In today’s society, identity is a huge part of our lives. Sexuality has become a hot-button issue lately about how people view themselves as compared to how society views them. People will ask you for your pronouns and your identity when they meet you. I have not had this happen to me much, and the three times it did, I just gave them, he/him. I did not see it as a big deal. Someone who identifies as female even though they was born as a male is not really high on my list as something I should take offense to. As a matter of fact, I don’t take offense to it at all. Where I work, there is a large LGBTQ community. I meet many people in this community that this is important too, so I make it important to me to remember how they want me to address them as.

I think it’s a way to free themselves from the shackles that society wants to put on them. The older I have become, the fewer things like this bother me. Unfortunately, my attitude is not taken up by those who identify themselves as ‘Christian or conservative’, or as I call them, assholes. There will always be those who want to push their identity onto others because they think that they have the right identity and everyone else is wrong.

 What does this have to do with the princess? Not much, it was just a little rant I wanted to get off my chest. I’m losing my train of thought so I need to wrap this up.

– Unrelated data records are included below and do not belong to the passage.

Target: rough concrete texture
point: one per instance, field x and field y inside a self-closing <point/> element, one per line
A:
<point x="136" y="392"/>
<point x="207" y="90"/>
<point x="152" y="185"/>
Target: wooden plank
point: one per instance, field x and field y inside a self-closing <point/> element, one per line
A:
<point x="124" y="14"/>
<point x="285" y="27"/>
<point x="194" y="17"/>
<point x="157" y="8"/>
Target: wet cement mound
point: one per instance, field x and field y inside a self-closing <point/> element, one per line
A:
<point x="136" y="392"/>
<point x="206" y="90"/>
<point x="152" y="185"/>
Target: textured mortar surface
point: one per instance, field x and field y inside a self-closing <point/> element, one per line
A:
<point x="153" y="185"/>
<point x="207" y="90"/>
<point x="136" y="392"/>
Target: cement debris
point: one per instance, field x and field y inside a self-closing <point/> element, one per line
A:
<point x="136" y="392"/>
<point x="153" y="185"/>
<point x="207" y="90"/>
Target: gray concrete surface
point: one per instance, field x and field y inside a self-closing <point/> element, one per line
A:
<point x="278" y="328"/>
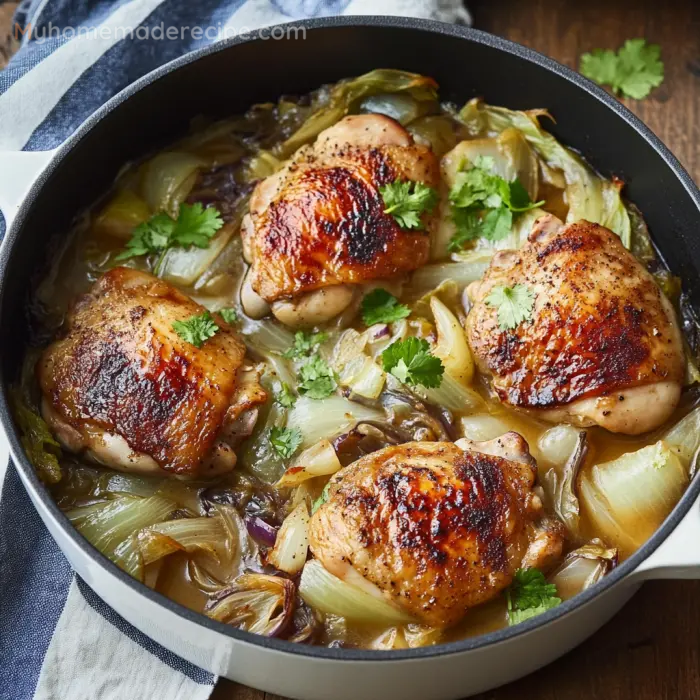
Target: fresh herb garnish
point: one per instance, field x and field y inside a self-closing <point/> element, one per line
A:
<point x="321" y="499"/>
<point x="285" y="441"/>
<point x="304" y="345"/>
<point x="514" y="304"/>
<point x="406" y="200"/>
<point x="411" y="362"/>
<point x="529" y="595"/>
<point x="229" y="315"/>
<point x="483" y="204"/>
<point x="285" y="397"/>
<point x="633" y="71"/>
<point x="381" y="307"/>
<point x="194" y="226"/>
<point x="196" y="329"/>
<point x="316" y="379"/>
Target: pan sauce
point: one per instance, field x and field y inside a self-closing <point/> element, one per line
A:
<point x="218" y="165"/>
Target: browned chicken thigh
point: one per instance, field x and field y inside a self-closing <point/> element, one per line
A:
<point x="317" y="227"/>
<point x="601" y="345"/>
<point x="124" y="388"/>
<point x="437" y="527"/>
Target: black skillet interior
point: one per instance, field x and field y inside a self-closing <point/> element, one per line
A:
<point x="229" y="78"/>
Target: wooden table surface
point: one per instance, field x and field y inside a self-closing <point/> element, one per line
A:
<point x="650" y="650"/>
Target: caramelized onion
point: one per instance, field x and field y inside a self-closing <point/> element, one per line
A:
<point x="256" y="603"/>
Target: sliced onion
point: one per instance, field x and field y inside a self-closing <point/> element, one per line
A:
<point x="684" y="437"/>
<point x="242" y="551"/>
<point x="318" y="460"/>
<point x="557" y="444"/>
<point x="107" y="527"/>
<point x="124" y="212"/>
<point x="128" y="557"/>
<point x="629" y="497"/>
<point x="153" y="546"/>
<point x="452" y="347"/>
<point x="292" y="544"/>
<point x="421" y="635"/>
<point x="561" y="486"/>
<point x="470" y="268"/>
<point x="168" y="179"/>
<point x="349" y="346"/>
<point x="453" y="395"/>
<point x="329" y="594"/>
<point x="327" y="418"/>
<point x="393" y="638"/>
<point x="582" y="568"/>
<point x="364" y="378"/>
<point x="482" y="426"/>
<point x="203" y="579"/>
<point x="256" y="602"/>
<point x="192" y="534"/>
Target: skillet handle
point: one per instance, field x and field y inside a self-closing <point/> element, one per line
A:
<point x="18" y="172"/>
<point x="679" y="555"/>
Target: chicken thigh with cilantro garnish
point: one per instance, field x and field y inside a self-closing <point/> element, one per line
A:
<point x="436" y="527"/>
<point x="573" y="328"/>
<point x="354" y="207"/>
<point x="146" y="380"/>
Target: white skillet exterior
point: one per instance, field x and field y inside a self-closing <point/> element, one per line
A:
<point x="441" y="673"/>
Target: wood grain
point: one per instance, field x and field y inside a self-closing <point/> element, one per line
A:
<point x="651" y="650"/>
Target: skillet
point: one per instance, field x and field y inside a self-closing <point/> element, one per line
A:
<point x="40" y="193"/>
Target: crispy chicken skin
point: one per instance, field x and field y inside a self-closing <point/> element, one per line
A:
<point x="320" y="221"/>
<point x="437" y="527"/>
<point x="123" y="387"/>
<point x="602" y="345"/>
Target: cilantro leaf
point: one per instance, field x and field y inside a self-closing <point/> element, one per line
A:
<point x="196" y="329"/>
<point x="411" y="362"/>
<point x="152" y="236"/>
<point x="633" y="71"/>
<point x="285" y="397"/>
<point x="483" y="203"/>
<point x="304" y="344"/>
<point x="381" y="307"/>
<point x="316" y="379"/>
<point x="407" y="200"/>
<point x="194" y="226"/>
<point x="229" y="315"/>
<point x="493" y="225"/>
<point x="529" y="595"/>
<point x="321" y="499"/>
<point x="285" y="441"/>
<point x="514" y="304"/>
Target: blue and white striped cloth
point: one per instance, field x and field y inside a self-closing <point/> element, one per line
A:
<point x="58" y="640"/>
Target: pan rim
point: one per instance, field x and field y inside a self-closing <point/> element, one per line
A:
<point x="300" y="650"/>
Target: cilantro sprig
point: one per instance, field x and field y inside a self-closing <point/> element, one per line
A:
<point x="304" y="345"/>
<point x="316" y="378"/>
<point x="411" y="362"/>
<point x="514" y="304"/>
<point x="406" y="200"/>
<point x="229" y="315"/>
<point x="285" y="397"/>
<point x="196" y="330"/>
<point x="194" y="226"/>
<point x="321" y="499"/>
<point x="285" y="441"/>
<point x="633" y="71"/>
<point x="483" y="203"/>
<point x="381" y="307"/>
<point x="529" y="595"/>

The princess was having a young mid-life crisis without buying the sports car and getting a 20-year-old girlfriend. She lost the identity that was cultivated for her from birth. She did not know how to cope with this loss. What I’m saying is that she handled this crisis like how many of us would handle it. She freaked out. It wasn’t until someone had to explain to her that even though she did not have the ‘class’, they still identified her as a princess.

Later in the chapter, PirateAba, gave her the class back.

Authors are the best cheat codes around.